Sam Falls

At first sight, Los Angeles-based artist Sam Falls resembles a hippie stoner from central casting. Long-haired and unshaven with a sensitive glint in his eye, the 30-year-old would-be surfer bro has, in fact, catapulted into blue-chip art territory since his 2013 and 2014 shows with Zurich powerhouse Galerie Eva Presenhuber. Nevertheless, he does consider sunshine and raindrops two of his chief mediums. Inspired by the grand tradition of American landscape photography, Falls leaves fabrics, canvases, metal, and other materials outdoors so they can fade, rust, or otherwise record the elements. “This became my way of working with the history of photography without actually using photography,” he says in his studio. “It’s light and time, and it’s a shadow that makes the image.” He points to a series of canvases that hold the reverse imprints of front pages of the Los Angeles Times that were left lying across them in the rain—on those rare mornings when it does rain in L.A.

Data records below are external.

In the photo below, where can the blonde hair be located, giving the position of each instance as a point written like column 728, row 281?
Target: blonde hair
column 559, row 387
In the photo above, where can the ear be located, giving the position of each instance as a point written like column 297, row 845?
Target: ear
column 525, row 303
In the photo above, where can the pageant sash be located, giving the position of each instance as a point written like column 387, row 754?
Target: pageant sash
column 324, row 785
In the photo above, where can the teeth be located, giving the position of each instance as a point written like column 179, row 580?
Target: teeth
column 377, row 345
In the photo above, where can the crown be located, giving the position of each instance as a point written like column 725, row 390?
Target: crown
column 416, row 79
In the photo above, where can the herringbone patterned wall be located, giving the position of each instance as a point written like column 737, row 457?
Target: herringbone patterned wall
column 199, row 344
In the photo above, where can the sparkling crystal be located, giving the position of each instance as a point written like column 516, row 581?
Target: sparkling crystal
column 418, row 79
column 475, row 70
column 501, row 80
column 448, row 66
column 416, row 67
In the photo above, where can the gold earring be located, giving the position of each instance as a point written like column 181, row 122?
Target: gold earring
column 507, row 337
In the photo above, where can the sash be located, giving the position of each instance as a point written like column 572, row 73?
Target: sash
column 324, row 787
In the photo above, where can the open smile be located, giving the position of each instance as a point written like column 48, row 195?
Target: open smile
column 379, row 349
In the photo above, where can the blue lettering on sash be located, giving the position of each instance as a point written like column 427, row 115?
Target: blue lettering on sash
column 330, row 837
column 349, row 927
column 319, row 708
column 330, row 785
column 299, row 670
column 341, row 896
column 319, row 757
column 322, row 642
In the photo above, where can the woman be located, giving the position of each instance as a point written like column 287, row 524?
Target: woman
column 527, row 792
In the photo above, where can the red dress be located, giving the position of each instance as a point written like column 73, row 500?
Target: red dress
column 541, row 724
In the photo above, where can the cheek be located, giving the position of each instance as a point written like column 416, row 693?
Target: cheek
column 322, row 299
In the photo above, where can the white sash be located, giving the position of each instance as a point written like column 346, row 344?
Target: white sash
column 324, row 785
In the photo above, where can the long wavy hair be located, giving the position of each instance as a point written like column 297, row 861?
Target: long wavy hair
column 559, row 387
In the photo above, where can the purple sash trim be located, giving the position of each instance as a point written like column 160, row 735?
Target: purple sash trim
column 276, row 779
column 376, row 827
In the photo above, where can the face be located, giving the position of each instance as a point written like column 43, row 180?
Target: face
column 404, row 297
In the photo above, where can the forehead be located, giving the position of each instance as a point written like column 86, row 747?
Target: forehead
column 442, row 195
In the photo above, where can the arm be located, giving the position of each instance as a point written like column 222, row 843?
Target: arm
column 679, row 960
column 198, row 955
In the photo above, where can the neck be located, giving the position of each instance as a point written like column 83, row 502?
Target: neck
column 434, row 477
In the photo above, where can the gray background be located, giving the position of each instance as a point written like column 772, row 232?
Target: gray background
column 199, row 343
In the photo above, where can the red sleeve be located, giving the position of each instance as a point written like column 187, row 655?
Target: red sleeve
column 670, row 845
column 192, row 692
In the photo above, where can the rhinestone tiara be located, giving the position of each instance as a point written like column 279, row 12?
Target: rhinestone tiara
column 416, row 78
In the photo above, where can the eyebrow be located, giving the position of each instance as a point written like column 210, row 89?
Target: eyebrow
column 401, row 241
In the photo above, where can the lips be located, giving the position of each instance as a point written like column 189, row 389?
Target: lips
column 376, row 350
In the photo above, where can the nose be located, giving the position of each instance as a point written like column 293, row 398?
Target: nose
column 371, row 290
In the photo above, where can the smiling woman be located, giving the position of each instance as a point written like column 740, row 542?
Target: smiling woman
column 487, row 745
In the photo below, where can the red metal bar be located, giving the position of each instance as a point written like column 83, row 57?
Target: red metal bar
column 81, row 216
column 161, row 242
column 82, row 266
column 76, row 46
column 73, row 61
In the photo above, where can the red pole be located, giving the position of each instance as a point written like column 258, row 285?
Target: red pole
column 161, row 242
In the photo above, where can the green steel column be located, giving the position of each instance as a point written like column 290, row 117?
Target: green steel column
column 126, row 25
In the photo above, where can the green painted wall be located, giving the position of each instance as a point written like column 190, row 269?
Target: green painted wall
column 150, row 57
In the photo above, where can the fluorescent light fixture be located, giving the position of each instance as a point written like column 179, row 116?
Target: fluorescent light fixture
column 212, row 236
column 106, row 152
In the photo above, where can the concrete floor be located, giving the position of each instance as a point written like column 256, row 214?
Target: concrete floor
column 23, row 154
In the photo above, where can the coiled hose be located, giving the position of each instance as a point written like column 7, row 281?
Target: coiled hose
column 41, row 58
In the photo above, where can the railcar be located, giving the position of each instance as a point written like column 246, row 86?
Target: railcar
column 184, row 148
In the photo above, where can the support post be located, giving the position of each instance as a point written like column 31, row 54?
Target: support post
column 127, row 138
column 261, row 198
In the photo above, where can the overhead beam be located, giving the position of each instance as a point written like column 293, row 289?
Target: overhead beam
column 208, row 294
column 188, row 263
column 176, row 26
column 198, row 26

Weathering given locations is a conceit that applies to Falls’s work as much as it does to his own biography. Born in San Diego, raised in Vermont, and educated in Oregon and later in New York, he arrived in L.A. in 2011, early in the wave of artists now flocking to the fairer coast. Today he lives in a Schindler house on the east side with his wife, the gallerist Erin Falls. His studio, an 11,000-square-foot former knitting factory, is minutes away in Tropico, a pocket of Glendale where artists like Mungo Thomson, Kerry Tribe, and Jordan Wolfson have recently set up shop.

I met him there as he was preparing his solo show that opens this month at Ballroom Marfa, the desert kunsthalle in remote west Texas. “I was dying to do a show in Marfa because I was so interested in minimalism and Donald Judd and outdoor sculpture,” he says. Among the works on view will be a Ford Ranger from 1984, the year of his birth, the interior of which has been used as a planter for succulents; and two works—one a skipping vinyl record and the other a three-hour-forty-minute-long video set in the duration between low and high tides—that ponder the evasive notion of the moment called “now.”

While Falls considers visits to Marfa something of a pilgrimage, he also realizes the more oppressive side of minimalism. “Not just the form or design,” he says, “but the rigid way of thinking that informs them, which actually doesn’t interact with nature. The sculptures are meant to stay perfect and outlive people.” As an homage to the people—and animals—who make up his family, another recent work is a suite of glowing pinkish-orange helium lights, representing the artist, his wife, and their two dogs, floating from suspended helium balloons. Falls’s brand of minimalism is a far more buoyant one.